Before starting, please download the file BMISBP.csv and save it locally.
We will start the R session by installing (if necessary) and loading
the packages we need for the exercises below. We will be using datasets
and/or functions from the NHANES
package and the
psych
package. If you are using these packages for
the first time, you will first need to install them. Do this
either via the RStudio menu (Tools-Install Packages
), or
with these commands:
install.packages("NHANES") # put the package name between quotation marks
install.packages("psych")
install.packages("car")
You only need to install a package once. At the beginning of every R/Rstudio session, you need to load the packages you will be using:
library(NHANES)
library(psych)
library(car)
For the following exercises, we will use two datasets:
NHANES
packageWe will start by looking at systolic blood pressure of adults in the NHANES sample. This dataset is a subset of the National Health and Nutrition Examination Survey (NHANES). First we load the data frame and get some information about it:
data(NHANES)
?NHANES
Question 1. What type of study design is this?
We’ll use the function dim()
(dimensions) to see how
many people are in the dataset provided (number of rows), and how many
variables (number of columns).
dim(NHANES)
## [1] 10000 76
The dataset contains 76 columns, or variables, from 10000 participants, in the rows.
It can also be useful to look at the names of the variables (columns) in your data frame:
colnames(NHANES)
## [1] "ID" "SurveyYr" "Gender" "Age" "AgeDecade"
## [6] "AgeMonths" "Race1" "Race3" "Education" "MaritalStatus"
## [11] "HHIncome" "HHIncomeMid" "Poverty" "HomeRooms" "HomeOwn"
## [16] "Work" "Weight" "Length" "HeadCirc" "Height"
## [21] "BMI" "BMICatUnder20yrs" "BMI_WHO" "Pulse" "BPSysAve"
## [26] "BPDiaAve" "BPSys1" "BPDia1" "BPSys2" "BPDia2"
## [31] "BPSys3" "BPDia3" "Testosterone" "DirectChol" "TotChol"
## [36] "UrineVol1" "UrineFlow1" "UrineVol2" "UrineFlow2" "Diabetes"
## [41] "DiabetesAge" "HealthGen" "DaysPhysHlthBad" "DaysMentHlthBad" "LittleInterest"
## [46] "Depressed" "nPregnancies" "nBabies" "Age1stBaby" "SleepHrsNight"
## [51] "SleepTrouble" "PhysActive" "PhysActiveDays" "TVHrsDay" "CompHrsDay"
## [56] "TVHrsDayChild" "CompHrsDayChild" "Alcohol12PlusYr" "AlcoholDay" "AlcoholYear"

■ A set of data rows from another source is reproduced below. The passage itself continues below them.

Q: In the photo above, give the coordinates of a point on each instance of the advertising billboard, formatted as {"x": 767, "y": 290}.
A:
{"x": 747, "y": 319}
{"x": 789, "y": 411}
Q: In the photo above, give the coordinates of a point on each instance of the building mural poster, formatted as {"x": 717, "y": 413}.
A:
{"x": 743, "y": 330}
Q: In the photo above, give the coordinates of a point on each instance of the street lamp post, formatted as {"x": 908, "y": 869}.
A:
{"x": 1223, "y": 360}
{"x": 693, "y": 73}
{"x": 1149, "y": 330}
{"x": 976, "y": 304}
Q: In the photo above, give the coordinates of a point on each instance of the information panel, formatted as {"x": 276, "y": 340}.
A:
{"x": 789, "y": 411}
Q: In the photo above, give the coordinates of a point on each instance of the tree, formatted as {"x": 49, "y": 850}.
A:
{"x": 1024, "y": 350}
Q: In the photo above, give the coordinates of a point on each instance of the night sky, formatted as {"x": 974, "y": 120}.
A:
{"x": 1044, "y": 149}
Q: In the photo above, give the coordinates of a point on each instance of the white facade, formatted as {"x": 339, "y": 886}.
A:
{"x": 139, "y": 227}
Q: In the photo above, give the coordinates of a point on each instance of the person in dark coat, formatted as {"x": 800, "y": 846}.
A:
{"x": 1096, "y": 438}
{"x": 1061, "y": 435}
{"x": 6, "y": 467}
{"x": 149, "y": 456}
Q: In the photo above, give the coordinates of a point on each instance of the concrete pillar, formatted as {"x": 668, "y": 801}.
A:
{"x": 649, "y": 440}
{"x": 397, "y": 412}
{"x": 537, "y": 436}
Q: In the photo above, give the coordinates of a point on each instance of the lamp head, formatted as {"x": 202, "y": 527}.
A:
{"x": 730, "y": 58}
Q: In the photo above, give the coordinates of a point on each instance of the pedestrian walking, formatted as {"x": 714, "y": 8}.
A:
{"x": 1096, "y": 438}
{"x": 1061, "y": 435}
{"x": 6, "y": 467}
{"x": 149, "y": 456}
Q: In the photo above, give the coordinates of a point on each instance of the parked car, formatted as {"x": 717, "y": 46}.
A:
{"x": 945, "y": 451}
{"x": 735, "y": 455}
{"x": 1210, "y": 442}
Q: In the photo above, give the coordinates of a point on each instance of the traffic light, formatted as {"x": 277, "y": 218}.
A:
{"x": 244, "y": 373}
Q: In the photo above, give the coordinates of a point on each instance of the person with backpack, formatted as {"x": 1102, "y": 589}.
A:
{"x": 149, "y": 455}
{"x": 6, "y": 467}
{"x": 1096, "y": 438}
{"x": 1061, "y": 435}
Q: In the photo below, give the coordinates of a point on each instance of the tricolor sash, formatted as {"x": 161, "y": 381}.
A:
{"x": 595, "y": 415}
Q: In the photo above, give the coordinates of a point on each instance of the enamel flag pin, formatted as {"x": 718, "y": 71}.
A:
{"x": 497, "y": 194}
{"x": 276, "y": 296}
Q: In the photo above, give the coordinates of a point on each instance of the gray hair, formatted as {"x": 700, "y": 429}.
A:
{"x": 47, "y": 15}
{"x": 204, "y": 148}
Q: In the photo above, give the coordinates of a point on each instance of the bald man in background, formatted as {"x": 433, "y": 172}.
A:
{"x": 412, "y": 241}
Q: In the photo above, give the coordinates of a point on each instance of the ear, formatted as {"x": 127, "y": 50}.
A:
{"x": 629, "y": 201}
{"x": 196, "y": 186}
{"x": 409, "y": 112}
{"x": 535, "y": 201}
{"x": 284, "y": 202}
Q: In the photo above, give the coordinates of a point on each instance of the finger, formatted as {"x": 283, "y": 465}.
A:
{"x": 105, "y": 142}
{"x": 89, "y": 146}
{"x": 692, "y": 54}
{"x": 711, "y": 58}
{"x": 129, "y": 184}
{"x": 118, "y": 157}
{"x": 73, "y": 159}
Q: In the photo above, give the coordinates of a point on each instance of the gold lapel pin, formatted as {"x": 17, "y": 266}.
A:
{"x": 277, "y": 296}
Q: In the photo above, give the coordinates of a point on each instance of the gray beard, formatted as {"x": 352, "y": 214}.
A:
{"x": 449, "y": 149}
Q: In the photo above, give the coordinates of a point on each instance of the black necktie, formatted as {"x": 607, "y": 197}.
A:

## [61] "SmokeNow" "Smoke100" "Smoke100n" "SmokeAge" "Marijuana"
## [66] "AgeFirstMarij" "RegularMarij" "AgeRegMarij" "HardDrugs" "SexEver"
## [71] "SexAge" "SexNumPartnLife" "SexNumPartYear" "SameSex" "SexOrientation"
## [76] "PregnantNow"
To keep things simple for the following exercises, we will
concentrate on only the second survey (2011-2012), and use only the
adults in the sample. Make a new dataframe d
,
containing this selection, and check how many participants are
left:
d <- data.frame(NHANES[NHANES$SurveyYr == "2011_12" & NHANES$Age >= 18,])
dim(d)
## [1] 3707 76
So we continue with the 3707 adult participants. Note that we still have 76 variables.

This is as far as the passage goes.